Attention is focused on whether Abe, 52, who took office a year ago with an ambitious conservative agenda, will seek to widen support in his Liberal Democratic Party (LDP) by tapping rivals or drafting backers from the private sector.

''People have low expectations. This is unlikely to be the start of a new honeymoon for Abe,'' said Jesper Koll, president of Tantallon Research Japan, an investment advisory firm.

Financial market players are seeking clues as to whether Japan will press on with market-oriented reforms and efforts to cut its huge public debt after the opposition's successful appeal to voters who felt left behind by policy changes.

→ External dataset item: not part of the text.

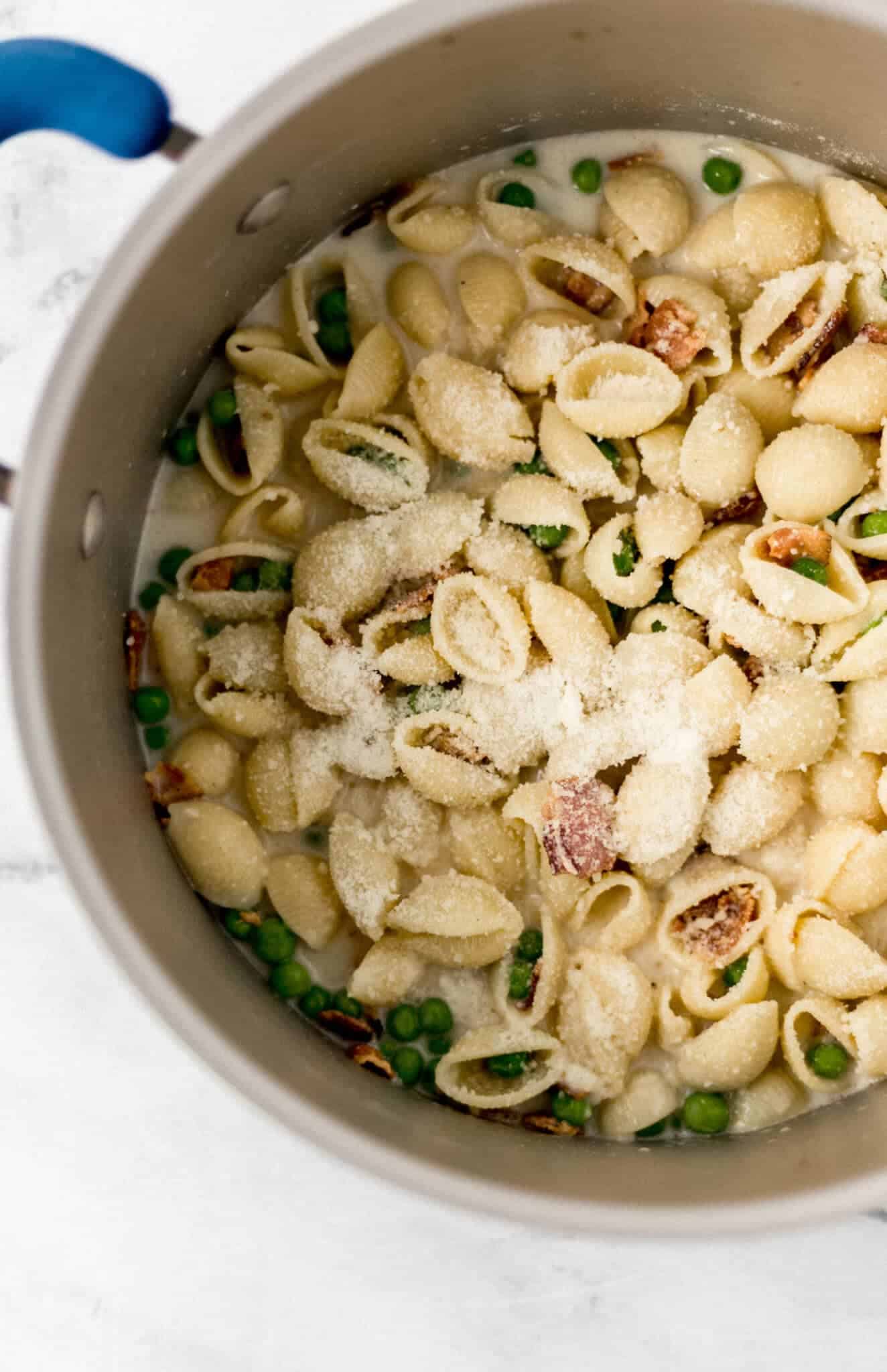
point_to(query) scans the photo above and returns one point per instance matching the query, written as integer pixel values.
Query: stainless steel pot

Finance Minister Koji Omi may be replaced, but the conservative Sankei newspaper said today that Economics Minister Hiroko Ota, a former economics professor, was set to keep her job.

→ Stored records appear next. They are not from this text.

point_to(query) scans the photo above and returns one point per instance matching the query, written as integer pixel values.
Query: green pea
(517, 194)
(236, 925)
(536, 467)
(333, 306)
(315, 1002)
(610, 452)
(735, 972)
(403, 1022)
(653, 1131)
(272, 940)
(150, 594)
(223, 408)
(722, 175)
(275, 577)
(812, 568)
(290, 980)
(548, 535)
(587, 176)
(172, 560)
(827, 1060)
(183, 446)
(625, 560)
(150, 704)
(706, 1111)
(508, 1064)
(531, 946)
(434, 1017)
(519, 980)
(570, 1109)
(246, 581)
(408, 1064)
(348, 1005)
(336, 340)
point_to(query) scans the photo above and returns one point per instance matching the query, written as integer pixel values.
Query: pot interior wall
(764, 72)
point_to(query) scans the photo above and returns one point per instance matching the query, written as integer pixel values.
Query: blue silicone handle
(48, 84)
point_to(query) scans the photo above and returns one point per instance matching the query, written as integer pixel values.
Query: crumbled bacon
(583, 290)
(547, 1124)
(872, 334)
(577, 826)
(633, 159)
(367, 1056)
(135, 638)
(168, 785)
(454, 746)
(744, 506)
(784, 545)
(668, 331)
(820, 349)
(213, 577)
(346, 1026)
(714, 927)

Ahead of the cabinet reshuffle, outspoken Foreign Minister Taro Aso, a close ally and would-be prime minister who shares many of Abe's conservative policy goals, was chosen as LDP secretary general, the party's number two post.

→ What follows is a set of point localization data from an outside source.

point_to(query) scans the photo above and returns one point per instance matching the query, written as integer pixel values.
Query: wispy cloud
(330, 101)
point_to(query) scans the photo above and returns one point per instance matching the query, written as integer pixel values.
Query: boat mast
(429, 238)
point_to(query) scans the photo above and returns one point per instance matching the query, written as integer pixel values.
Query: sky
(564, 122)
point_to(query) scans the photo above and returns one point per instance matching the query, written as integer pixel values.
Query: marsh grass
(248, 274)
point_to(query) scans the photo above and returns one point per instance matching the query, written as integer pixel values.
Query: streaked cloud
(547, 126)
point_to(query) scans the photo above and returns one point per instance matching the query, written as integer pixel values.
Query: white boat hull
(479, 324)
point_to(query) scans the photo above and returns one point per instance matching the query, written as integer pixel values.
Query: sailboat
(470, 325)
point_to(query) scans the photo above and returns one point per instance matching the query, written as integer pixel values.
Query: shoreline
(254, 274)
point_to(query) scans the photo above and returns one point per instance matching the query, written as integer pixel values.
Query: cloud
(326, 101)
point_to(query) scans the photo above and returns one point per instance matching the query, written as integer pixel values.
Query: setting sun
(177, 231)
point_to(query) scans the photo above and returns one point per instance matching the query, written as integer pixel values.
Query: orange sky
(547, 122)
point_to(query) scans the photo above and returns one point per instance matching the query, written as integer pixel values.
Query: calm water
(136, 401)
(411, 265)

The 66-year-old political veteran is well-known as a fan of ''manga'' comics, but has stirred controversy with verbal blunders.

''The important issue for the LDP is how to restore confidence in the party,'' Aso told a news conference after his appointment to the party post. ''What we must do is show how we will deal with the people's anxiety about the future.'' Abe's support ratings have sunk as low as 22 per cent, media surveys show, and pressure to resign will mount if the cabinet reshuffle fails to win public approval.

PUBLIC APPROVAL? Aso gave a nod to the anger felt in Japan's rural regions, many of which have suffered from reductions in public works spending as the government tries to rein in its huge debt.

''When reforms take place too quickly, vested interests are destroyed and there is pain. When the pain hits too quickly, it needs to be treated with measures such as shots to get rid of the pain or a blood transfusion,'' he said.

''It is absolutely possible to have steps to improve the economy and to achieve administrative reforms.'' Abe was likely to appoint former foreign minister Nobutaka Machimura, 62, a conservative who heads the LDP's biggest faction from which Abe hails, as chief cabinet secretary, media reported.

The holder of the heavyweight portfolio acts as liaison between the administration and the ruling parties and serves as top government spokesman.

Japan's first female defence minister, Yuriko Koike, said on Friday she wanted to quit her post.

Abe's previous cabinet, packed with close allies, was caught up in financial scandals and gaffes, casting doubt on his leadership and contributing to a ballot-box drubbing that gave opposition parties control of parliament's upper house in July.

Government mishandling of records of millions of premiums paid into the public pension system by voters -- already worried about how their rapidly ageing country will care for them in their old age -- was another big factor behind the election loss.

Abe has been accused of focusing too much on his conservative agenda including revising the pacifist constitution and forging a bigger global security role for Japan, while voters worried about bread-and-butter issues such as pensions and health care.